We’re now in a much better position to assess how it’s been received, and the response has been very positive. The initial feedback from prop firms using our dedicated liquidity shows they’re pleased with the setup and are actively hedging their funded phases through us.
We’re also steadily onboarding new clients, including larger and more established firms that were quite sceptical at first, but are now coming on board as they see the model working in practice.
Why were the larger clients sceptical about the idea?
It’s quite simple. Bigger prop firms usually have more complex internal structures and plenty of market experience. What we proposed was a completely new way of hedging funded‑phase risk, so their first instinct was to observe from a distance and see whether it actually worked in real trading conditions.
Large brands also have much more to lose in terms of reputation. They can’t risk negative PR because of technical issues with a new liquidity setup, so their default approach is to wait rather than rush in. Now, after a few months of live trading, it’s clear the model works as we expected and doesn’t create operational problems for the props. As a result, those larger firms are coming back to the conversation and are much more open to connecting to our liquidity.
Since the product has proven itself, I assume you’re planning to build on it. Is there anything in the pipeline you can already talk about?
The initial phase was primarily aimed at prop firms using Match‑Trader. We’ve now finished testing for flows from other platforms and are in the process of onboarding our first MetaTrader 5 clients. At this point, our prop liquidity can effectively be integrated with any platform and any bridge.
On the refinement side, we’re continuously improving how we price specific funded‑phase conditions. That lets us estimate more accurately how each rule influences the risk profile and at what cost we’re able to hedge it.
On the new fx‑edge.com website, you’re promoting a free bridge for clients using your liquidity. Where’s the catch?
Believe it or not, there really isn’t one. We simply figured that since we’ve already developed a bridge, why not use it to make our liquidity offer more attractive.
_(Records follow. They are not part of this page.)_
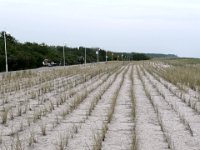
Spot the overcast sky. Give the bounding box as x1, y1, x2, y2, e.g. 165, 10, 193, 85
0, 0, 200, 58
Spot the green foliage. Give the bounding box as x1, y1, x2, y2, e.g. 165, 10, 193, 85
0, 32, 166, 71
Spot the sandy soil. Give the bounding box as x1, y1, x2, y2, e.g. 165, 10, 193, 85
0, 63, 200, 150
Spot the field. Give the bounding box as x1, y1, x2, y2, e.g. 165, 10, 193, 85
0, 60, 200, 150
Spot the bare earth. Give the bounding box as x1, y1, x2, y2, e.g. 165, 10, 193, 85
0, 63, 200, 150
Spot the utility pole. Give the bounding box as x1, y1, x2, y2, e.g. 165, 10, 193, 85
63, 45, 65, 66
85, 47, 87, 65
3, 31, 8, 72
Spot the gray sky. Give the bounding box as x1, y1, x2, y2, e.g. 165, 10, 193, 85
0, 0, 200, 58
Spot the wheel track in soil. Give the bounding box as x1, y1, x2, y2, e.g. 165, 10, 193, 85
0, 66, 123, 149
21, 65, 125, 149
140, 66, 199, 150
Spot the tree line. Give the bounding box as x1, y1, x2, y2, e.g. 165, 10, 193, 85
0, 32, 150, 71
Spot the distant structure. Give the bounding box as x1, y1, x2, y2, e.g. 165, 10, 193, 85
42, 59, 57, 67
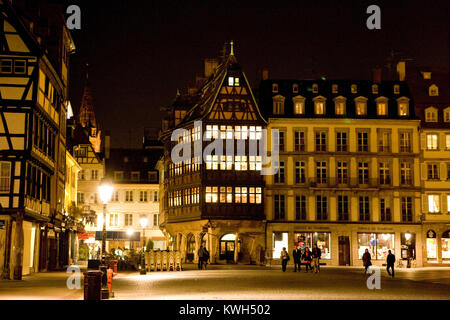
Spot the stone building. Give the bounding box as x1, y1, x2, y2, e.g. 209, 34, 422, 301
159, 44, 265, 263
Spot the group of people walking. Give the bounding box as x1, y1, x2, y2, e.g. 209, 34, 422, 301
197, 246, 209, 270
281, 245, 322, 273
362, 249, 395, 278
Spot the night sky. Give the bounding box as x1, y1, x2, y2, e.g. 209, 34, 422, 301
66, 0, 450, 147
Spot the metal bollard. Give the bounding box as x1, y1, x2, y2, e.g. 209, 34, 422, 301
84, 270, 102, 300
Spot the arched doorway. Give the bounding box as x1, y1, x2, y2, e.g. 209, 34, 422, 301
219, 233, 241, 262
186, 233, 195, 262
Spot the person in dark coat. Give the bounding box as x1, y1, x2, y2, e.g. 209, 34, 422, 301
312, 244, 322, 273
197, 246, 204, 270
386, 250, 395, 278
280, 247, 290, 272
363, 249, 372, 274
292, 246, 302, 272
302, 247, 312, 273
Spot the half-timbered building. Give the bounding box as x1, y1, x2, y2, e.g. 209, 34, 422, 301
160, 44, 266, 263
0, 1, 74, 279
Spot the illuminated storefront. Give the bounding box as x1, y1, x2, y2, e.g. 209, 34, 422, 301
294, 232, 331, 259
358, 233, 395, 260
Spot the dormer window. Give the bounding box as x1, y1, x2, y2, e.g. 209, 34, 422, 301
355, 97, 367, 116
425, 107, 437, 122
313, 96, 326, 115
272, 83, 278, 93
273, 95, 284, 115
375, 97, 388, 117
422, 72, 431, 80
394, 84, 400, 94
333, 96, 346, 116
313, 83, 319, 93
292, 96, 305, 115
372, 84, 378, 94
444, 107, 450, 122
397, 97, 409, 117
428, 84, 439, 97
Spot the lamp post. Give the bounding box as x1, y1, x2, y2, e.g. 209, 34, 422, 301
139, 215, 148, 274
98, 179, 114, 299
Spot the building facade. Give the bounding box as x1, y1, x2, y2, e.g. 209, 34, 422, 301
259, 79, 422, 265
407, 67, 450, 266
160, 44, 265, 263
0, 1, 75, 279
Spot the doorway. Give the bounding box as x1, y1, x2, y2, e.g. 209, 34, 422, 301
339, 236, 350, 266
219, 233, 240, 263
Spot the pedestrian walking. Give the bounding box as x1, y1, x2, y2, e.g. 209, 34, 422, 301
197, 246, 203, 270
302, 247, 312, 273
203, 247, 209, 270
292, 246, 302, 272
312, 244, 322, 273
386, 250, 395, 278
280, 247, 290, 272
363, 249, 372, 274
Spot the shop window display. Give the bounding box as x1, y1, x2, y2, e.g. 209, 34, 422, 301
272, 232, 289, 259
294, 232, 331, 259
358, 233, 394, 260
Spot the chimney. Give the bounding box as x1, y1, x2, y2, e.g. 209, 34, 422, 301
205, 59, 219, 78
262, 68, 269, 80
397, 61, 406, 81
372, 66, 382, 83
105, 131, 111, 159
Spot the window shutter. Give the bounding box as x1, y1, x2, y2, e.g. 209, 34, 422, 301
420, 132, 427, 150
439, 162, 447, 180
420, 163, 427, 181
422, 194, 428, 213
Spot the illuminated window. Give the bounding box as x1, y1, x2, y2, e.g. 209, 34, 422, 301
427, 134, 438, 150
331, 84, 338, 93
334, 99, 345, 116
428, 84, 439, 97
372, 84, 378, 94
220, 156, 233, 170
234, 156, 247, 170
313, 83, 319, 93
272, 83, 278, 93
205, 187, 219, 203
249, 156, 262, 170
425, 107, 437, 122
273, 96, 284, 115
314, 100, 325, 115
428, 194, 441, 213
356, 101, 367, 116
398, 100, 409, 117
377, 100, 387, 116
394, 84, 400, 94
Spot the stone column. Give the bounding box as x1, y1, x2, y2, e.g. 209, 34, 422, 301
12, 212, 23, 280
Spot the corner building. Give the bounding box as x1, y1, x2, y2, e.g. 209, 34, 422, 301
259, 78, 422, 266
160, 48, 265, 263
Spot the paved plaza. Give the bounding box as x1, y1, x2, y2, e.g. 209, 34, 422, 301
0, 265, 450, 300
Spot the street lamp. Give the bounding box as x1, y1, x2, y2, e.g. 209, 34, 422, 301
98, 178, 114, 299
139, 215, 148, 274
98, 178, 114, 263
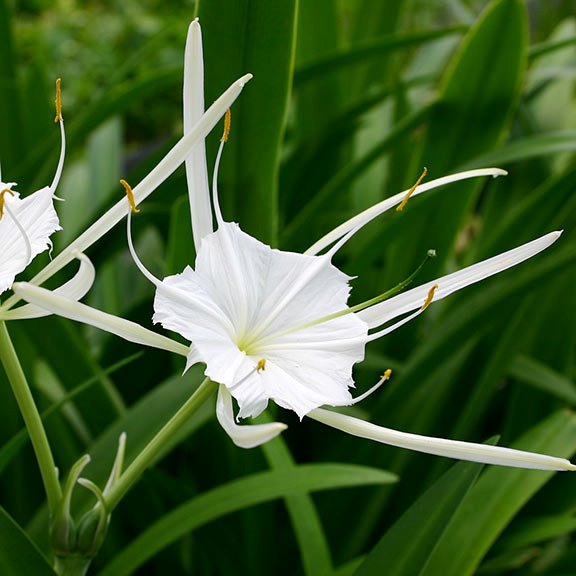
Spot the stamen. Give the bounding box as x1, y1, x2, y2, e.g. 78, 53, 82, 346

For years, we didn’t focus on selling the bridge commercially and mainly used it in‑house, because the market already has several strong bridge providers catering to highly demanding clients.
What we also saw, though, is a large group of brokers who only need a bridge for straightforward A/B‑Book execution, without all the fancy add-ons. We’ve built a set of extra features into our bridge that work exclusively with our liquidity and aren’t available elsewhere. That combination helps us stand out as a liquidity provider while giving clients some additional value.
Alongside developments in prop liquidity, there’s also a lot of buzz around prediction markets right now. What’s your view on them, and could they realistically evolve into the “next prop trading”?
You’re right, that’s something we’ve been hearing quite a bit about lately. Personally, I think prediction markets – or “probability trading,” as I like to call it – will have a much tougher path than prop trading. First of all, prop trading is typically treated as an educational service by regulators, app stores, social platforms, or PSPs. This makes marketing and operations much easier and cheaper. With prediction markets, that angle isn’t really available.
On top of that, prediction markets are typically classified as betting, and many financial regulators are unlikely to approve them. Some firms may try to go down the gambling‑licence route, but that’s not my area of expertise. For now, we’re seeing a boom in the US, while in Europe these products are not permitted. If they do start to appear more widely, my guess is that offshore jurisdictions will move first.
From a technology perspective, there’s a lot of potential in this area, so as a company we’re keeping a close eye on it. In fact, our team started working on event‑based trading functionality for Match‑Trader some time ago, and we’ll be showing the first version at the upcoming iFX EXPO Dubai.